Birgit Dressel

Personal information
- Born: May 4, 1960 Bremen, West Germany
- Died: April 10, 1987 (aged 26) Mainz, West Germany

Sport
- Sport: Heptathlon

= Birgit Dressel =

German heptathlete

Birgit Dressel (May 4, 1960 - April 10, 1987) was a West German heptathlete. Dressel participated in the 1984 Olympic heptathlon, where she ended ninth, and was fourth in the 1986 European Championships. She died at age 26 due to sudden multiple organ failure, which was at least partly triggered by long-term steroid abuse.

==Death==
According to Time magazine, Dressel had a very laissez-faire attitude about medication: she stocked large amounts of medicines, and when her mother asked her about it, she said: "These are all harmless drugs. All athletes take them. It's really nothing special." In April 1987, Dressel's condition rapidly declined. She had taken over 100 medications in the last few months, among them steroids. After taking additional medication to relieve back pain, her body went into allergic-toxic shock on April 8, causing rapid multiple organ failure. Due to consistent overmedication, her nerves were so damaged that painkillers were useless. After three days of agony, Dressel died on April 10. An autopsy revealed traces of 101 different medications in her body.

===Aftermath===
According to the German Olympic Sports Association (DOSB), doping was common in the West German athletes of the 1980s.

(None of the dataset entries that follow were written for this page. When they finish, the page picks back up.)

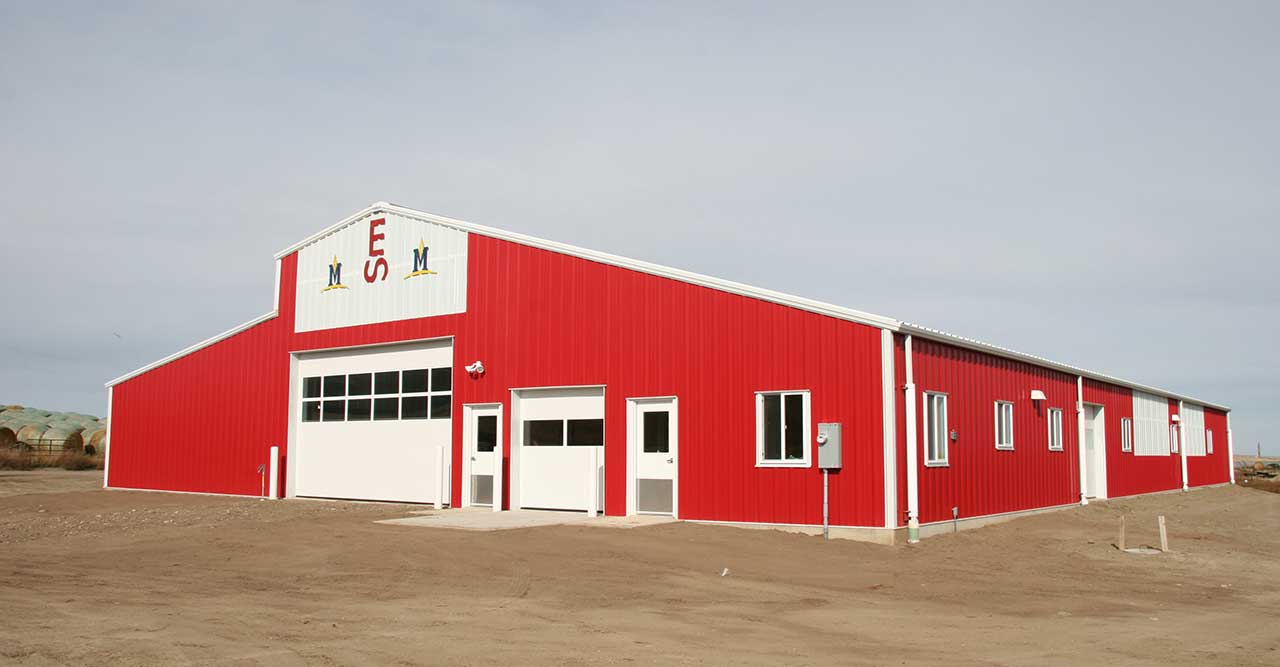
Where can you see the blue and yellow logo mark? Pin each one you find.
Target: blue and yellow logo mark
(420, 261)
(334, 275)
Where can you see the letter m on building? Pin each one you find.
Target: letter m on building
(420, 259)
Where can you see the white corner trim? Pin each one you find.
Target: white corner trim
(106, 441)
(888, 421)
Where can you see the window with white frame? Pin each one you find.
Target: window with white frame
(1055, 429)
(936, 429)
(1004, 425)
(782, 429)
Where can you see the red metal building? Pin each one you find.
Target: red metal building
(415, 357)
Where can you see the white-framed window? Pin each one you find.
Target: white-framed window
(936, 432)
(782, 429)
(1004, 425)
(1055, 429)
(392, 394)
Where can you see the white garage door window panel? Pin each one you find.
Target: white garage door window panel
(557, 478)
(393, 460)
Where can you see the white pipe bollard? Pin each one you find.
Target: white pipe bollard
(593, 487)
(274, 476)
(439, 478)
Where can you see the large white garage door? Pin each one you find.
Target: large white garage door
(371, 423)
(558, 446)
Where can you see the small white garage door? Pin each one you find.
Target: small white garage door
(557, 446)
(373, 423)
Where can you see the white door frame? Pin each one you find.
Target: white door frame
(469, 411)
(634, 450)
(1100, 448)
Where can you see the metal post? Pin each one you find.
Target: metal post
(826, 526)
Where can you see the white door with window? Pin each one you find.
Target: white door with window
(557, 448)
(374, 424)
(481, 474)
(653, 456)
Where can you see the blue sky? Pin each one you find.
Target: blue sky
(1097, 184)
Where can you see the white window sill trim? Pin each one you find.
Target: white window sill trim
(782, 464)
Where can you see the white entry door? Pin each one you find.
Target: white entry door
(654, 448)
(481, 480)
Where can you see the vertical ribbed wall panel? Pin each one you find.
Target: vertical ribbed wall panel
(1215, 467)
(1129, 474)
(542, 319)
(978, 478)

After her death, a 120-page report was filed where Dressel's death has been officially deemed "due to unknown reasons", but German doping analyst Werner Franke said:
The fatal incident that killed Birgit Dressel was undoubtedly triggered by anabolic doping.
— Werner Franke
 According to the German Olympic Sports Association (DOSB), many West German athletes "in fear flushed their medications down the toilet", but soon many reverted to the old ways of doping. "Helpful" was also the general laissez-faire attitude in West German sports with doping, as the DOSB remarked that neither in sports nor in the legal branch there was any drive to further investigate this death; doping was even called "therapeutic" by some.